[Vulnerability management]How to manage vulnerabilities using Nmap and OpenVAS

Overview

you’ll focus on Asset Management. Asset Management ensures an organization’s assets are accounted for, maintained, and eventually disposed of. And what is an asset? Defined simply, an asset includes hardware, software, or the information an organization values. Over the next few challenges, you’ll focus on scalable ways to approach Asset Management (and Vulnerability Management). You’ll also witness how Asset Management can help you investigate suspicious behavior.

Nmap: Host Inventory Analysis

Your job is to create a network baseline (through nmap) so you can investigate future changes.

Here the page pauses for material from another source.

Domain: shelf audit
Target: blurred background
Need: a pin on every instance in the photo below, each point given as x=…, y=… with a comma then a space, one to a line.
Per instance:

  • To investigate the suspicious behavior, you need to create a network baseline. (This will allow you to witness future changes.) To create this baseline, you’ll leverage nmap to scan the subnet in question (172.31.37.0/24). At this point, you want to deduce what hosts are on the network. In other words, you're looking to perform a Host Discovery scan.
nmap -sn -T4 172.31.37.0/24
  • -sn: Instructs nmap to do a Host Discovery scan. (This option will prevent a time-intensive port scan after the Host Discovery phase).
  • -T4: Increases the scan speed “With a moderately fast and reliable connection between the source and target networks”

When -sn is leveraged, nmap (by default) will leverage these Host Discovery scans:

  • ICMP echo request
  • TCP SYN to port 443
  • TCP ACK to port 80
  • ICMP timestamp request
  • 172.31.37.10: The main Security Information and Event Management (SIEM) system. This system analyzes various logs and creates security-related alerts.
  • 172.31.37.11: A logging collector for the SIEM. Logs are sent from various hosts to this system. After initial parsing, the logging collector forwards the logs to the SIEM.

While the Nmap scan (above) was helpful, it isn’t a scalable solution.

This is where the ndiff command comes in ndiff is a utility that compares the results of two nmap scans. To leverage ndiff, you must leverage nmap’s xml format.

nmap -sn -T4 -oX $HOME/scans/first.xml 172.31.37.0/24

The xml output will be our network baseline!!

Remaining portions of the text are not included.